Nas fotos a seguir, as várias etapas da feitura da rapadura, produto elementar na formação econômica de Areia
Areia abriga os primeiros engenhos da Paraíba que contaram com máquinas a vapor, a exemplo do Engenho Vaca Brava, inaugurado em 1860 e considerado o mais antigo da região. Aurélio Leal, seu proprietário, é especialista em contar histórias da época em que as fazendas eram equipadas com senzalas e escravos moíam a cana. Ainda hoje, a cachaça produzida no Vaca Brava é armazenada em barris de umburana e de jequitibá.
Carregados de memória, os engenhos começam o dia, ainda escuro, já moendo o caldo e espalhando o doce perfume da cana. Antes de se chegar ao famoso tablete de rapadura, no entanto, várias etapas são realizadas.
O primeiro líquido constitui o melaço, ou mel, que dá origem ao alfenim e à batida, com o seu característico aroma de cravo. Todo realizado manualmente, o processo exige a presença de um mestre, o homem responsável por dar o “ponto” certo ao doce.

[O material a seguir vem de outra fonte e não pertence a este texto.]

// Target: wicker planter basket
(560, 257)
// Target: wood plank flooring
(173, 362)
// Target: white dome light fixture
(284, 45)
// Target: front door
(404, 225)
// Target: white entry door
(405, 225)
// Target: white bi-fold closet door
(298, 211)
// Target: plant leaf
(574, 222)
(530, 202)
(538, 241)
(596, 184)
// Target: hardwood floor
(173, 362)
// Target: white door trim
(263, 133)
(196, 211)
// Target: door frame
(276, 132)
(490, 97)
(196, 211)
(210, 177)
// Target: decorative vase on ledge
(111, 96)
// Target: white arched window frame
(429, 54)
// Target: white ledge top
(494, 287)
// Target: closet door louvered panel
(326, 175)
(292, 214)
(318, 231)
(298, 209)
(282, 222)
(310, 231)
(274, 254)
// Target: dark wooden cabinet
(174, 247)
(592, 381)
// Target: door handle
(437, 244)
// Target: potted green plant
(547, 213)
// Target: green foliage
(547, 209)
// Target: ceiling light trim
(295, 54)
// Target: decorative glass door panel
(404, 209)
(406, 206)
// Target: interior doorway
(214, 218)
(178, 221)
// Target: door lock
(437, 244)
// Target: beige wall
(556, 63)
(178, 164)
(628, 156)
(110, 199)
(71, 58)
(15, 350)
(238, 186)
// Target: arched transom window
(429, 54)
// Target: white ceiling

Produzida com um único ingrediente, a rapadura já foi vítima de preconceito em função da sua raiz popular, mas hoje incrementa com um toque rústico as receitas de chefs famosos. Sua alta qualidade nutritiva também é reconhecida pelo mercado de produtos naturais, que valoriza sua superioridade em relação ao açúcar refinado.
O ciclo da rapadura foi tão importante para a formação econômica e cultural do Brejo paraibano, que mereceu a criação de um museu específico sobre o tema. Instalado dentro do campus da Universidade Federal da Paraíba e cercado por uma mata preservada, o lugar resguarda uma típica casa-grande do final do século 19 e um engenho que documenta em detalhes a evolução do processo manual de produção de uma das mais tradicionais iguarias nordestinas.
Em Bananeiras, cidade a 45 km de Areia, as construções do período colonial destacam-se pela mistura de estilos arquitetônicos, refletindo o ecletismo cultural que caracteriza o Brejo. Entre os exemplares do patrimônio que sobreviveram na área urbana da cidade, um dos mais representativos é o Túnel do Trem, construído em 1922 e que permitiu que a estrada de ferro chegasse até a cidade.
Já no Cruzeiro de Roma, datado de 1899 e construído em homenagem à Sagrada Família, a viagem pela Serra da Borborema atinge literalmente seu ponto alto. Fincado a exatos 507 metros de altitude, o santuário descortina a visão e revela, entre serras e pequenas reservas florestais, as imponentes chaminés de tijolo aparente, símbolos marcantes de uma doce época impregnada de vapor melado.
AUGUSTO PESSOA, jornalista e fotógrafo.